Poucos imaginarão que no meio de uma zona industrial em Santo António, encurralada entre a Ribeira de São João e o campo do Andorinha, vive a única esperança de uma refeição para muitas famílias. Afinal, é para isso que lá está o Banco Alimentar – para matar a fome. E quem entra naquele enorme pavilhão, é surpreendido pelas paletes de alimentos empilhadas até ao teto e percebe, logo, o tamanho do esforço que ali é feito. 45 toneladas de alimentos entregues todos os meses. No mesmo instante, torna-se evidente que a dimensão da operação é, pelo menos, igual à do problema. Muitas vezes, fica aquém. Com os efeitos da paralisação económica a sentirem-se, será cada vez mais assim. Por isso, nos próximos tempos, o papel de instituições como o Banco Alimentar será decisivo. Projetos como a Cozinha de Afeto, da Casa do Povo de Santo António serão essenciais. Não só pelo apoio que prestam, mas também pela forma como o fazem. Ali, a ajuda aos outros não se mede, nem se publica. Pratica-se. E isso não é um pormenor. Especialmente quando vemos o Presidente da República, atrás de uma mesa de plástico branca, a distribuir refeições a sem-abrigo, enquanto sorri e pisca ao olho ao batalhão de jornalistas convocados para o espetáculo. Solidariedade não rima com publicidade. Uma palavra de apreço aos que praticam a primeira e dispensam a segunda.

O mau: 1.º de Maio

A vida de jornalista não é fácil. Rodrigo Guedes de Carvalho ter-se-á lembrado disso enquanto entrevistava a Ministra da Saúde, Marta Temido. Havia quem aplaudisse o pivô da SIC quando encerrava o Jornal da Noite com poesia ou quando fazia apelos sentidos ao cumprimento do estado de emergência. No dia em que regressou ao jornalismo, deixou de ter piada. E fê-lo para pôr a nú o atrevimento de quem, à custa do 1.º de Maio, quis brincar às manifestações e para apontar o dedo à irresponsabilidade de quem o permitiu. Marta Temido foi a primeira a ser confrontada com o tratamento especial dado à CGTP. Mil pessoas reunidas, quando a lei apenas permitia eventos com cem. Autocarros vindos de vários pontos do país, num período em que os portugueses estavam proibidos de sair dos seus concelhos. A Ministra pouco ou nada respondeu. Mas a coreografia deste 1.º de Maio, começou quando o Presidente da República negociou diretamente com a líder da CGTP o formato da festa. E acabou quando Marcelo, depois de ver 1000 pessoas na Alameda, fez de conta que não era nada com ele. Naquele dia de Maio assistimos, impávidos, à habilidade de um primeiro-ministro que consentiu um pequeno teatro, para impedir, daqui a uns meses, a verdadeira contestação. E à CGTP que trocou a reivindicação na rua, por uma caricatura na Alameda. Ao mesmo tempo, o resto do País assistia, confinado, à impunidade de grupo. A mesma impunidade que leva o Partido Comunista a insistir na Festa do Avante, quando o Governo cancelou todos os festivais de verão. Juram-nos que o Avante não é um simples festival de música. Têm razão. É um festival de ficção científica, igual ao que vimos no 1.º de Maio.
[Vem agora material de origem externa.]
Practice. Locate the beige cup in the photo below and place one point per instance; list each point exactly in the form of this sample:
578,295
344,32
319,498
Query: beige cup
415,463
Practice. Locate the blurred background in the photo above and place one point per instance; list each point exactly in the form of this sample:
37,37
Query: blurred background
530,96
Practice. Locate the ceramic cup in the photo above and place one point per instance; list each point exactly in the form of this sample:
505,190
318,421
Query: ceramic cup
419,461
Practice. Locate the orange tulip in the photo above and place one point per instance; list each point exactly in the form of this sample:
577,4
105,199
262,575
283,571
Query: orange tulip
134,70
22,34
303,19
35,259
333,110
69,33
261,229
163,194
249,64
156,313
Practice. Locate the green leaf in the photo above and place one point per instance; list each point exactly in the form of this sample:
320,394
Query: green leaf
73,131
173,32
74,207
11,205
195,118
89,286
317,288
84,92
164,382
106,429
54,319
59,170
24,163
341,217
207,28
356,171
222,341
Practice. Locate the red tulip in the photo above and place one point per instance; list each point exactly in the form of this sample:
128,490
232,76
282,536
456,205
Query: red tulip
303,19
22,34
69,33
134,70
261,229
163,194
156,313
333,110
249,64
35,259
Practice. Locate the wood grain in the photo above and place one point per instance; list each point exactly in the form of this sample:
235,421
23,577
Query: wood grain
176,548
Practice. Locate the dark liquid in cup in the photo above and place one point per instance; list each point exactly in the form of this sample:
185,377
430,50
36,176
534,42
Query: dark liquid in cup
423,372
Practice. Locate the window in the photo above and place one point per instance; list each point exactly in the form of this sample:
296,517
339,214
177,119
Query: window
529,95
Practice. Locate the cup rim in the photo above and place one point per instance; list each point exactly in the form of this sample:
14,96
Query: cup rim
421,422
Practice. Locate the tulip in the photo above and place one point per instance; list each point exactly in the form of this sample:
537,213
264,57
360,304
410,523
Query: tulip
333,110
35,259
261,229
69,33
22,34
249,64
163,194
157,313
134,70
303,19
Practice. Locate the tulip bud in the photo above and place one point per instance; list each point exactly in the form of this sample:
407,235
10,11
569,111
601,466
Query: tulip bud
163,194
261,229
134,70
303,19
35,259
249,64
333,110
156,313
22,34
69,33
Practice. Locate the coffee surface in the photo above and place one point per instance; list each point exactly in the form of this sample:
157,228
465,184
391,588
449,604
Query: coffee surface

A abandonada: Confeitaria Felisberta

De pastelaria de referência a projeto eternamente adiado. Entristece, a história recente da Felisberta. Hoje cobre-se, envergonhada, com uma colorida lona de plástico, incapaz de esconder o estado desolador a que chegou. Se as paredes falassem, as da Felisberta choravam. Em 2016, o calor dos incêndios trouxe consigo a esperança de uma reabilitação. Uma nova vida anunciada, vezes sem conta, nas capas de jornal e adiada, o mesmo número de vezes, nas suas páginas interiores. Primeiro havia dinheiro do Turismo de Portugal, mas faltava a expropriação. Depois foi anunciado o projeto, mas a lona de plástico e uma porta de madeira foi a única reabilitação conhecida. Esta semana descobrimos que, afinal, ainda falta lançar o concurso público. Asseguram-nos que tudo ficará pronto até ao final do ano. Nas entrelinhas preparam-nos para a desilusão de um novo adiamento. Entretanto, o edifício definha até ao dia em que pouco haverá para recuperar. Mas a história da Felisberta não é só a de um futuro adiado, é também a de um presente duvidoso. Fará parte das funções de uma Câmara reabilitar antigas pastelarias para as concessionar aos privados? Se assim for, ficamos pelas pastelarias ou juntamos restaurantes e cafés? Nunca se fez essa discussão. O dinheiro dos outros levanta sempre poucas dúvidas.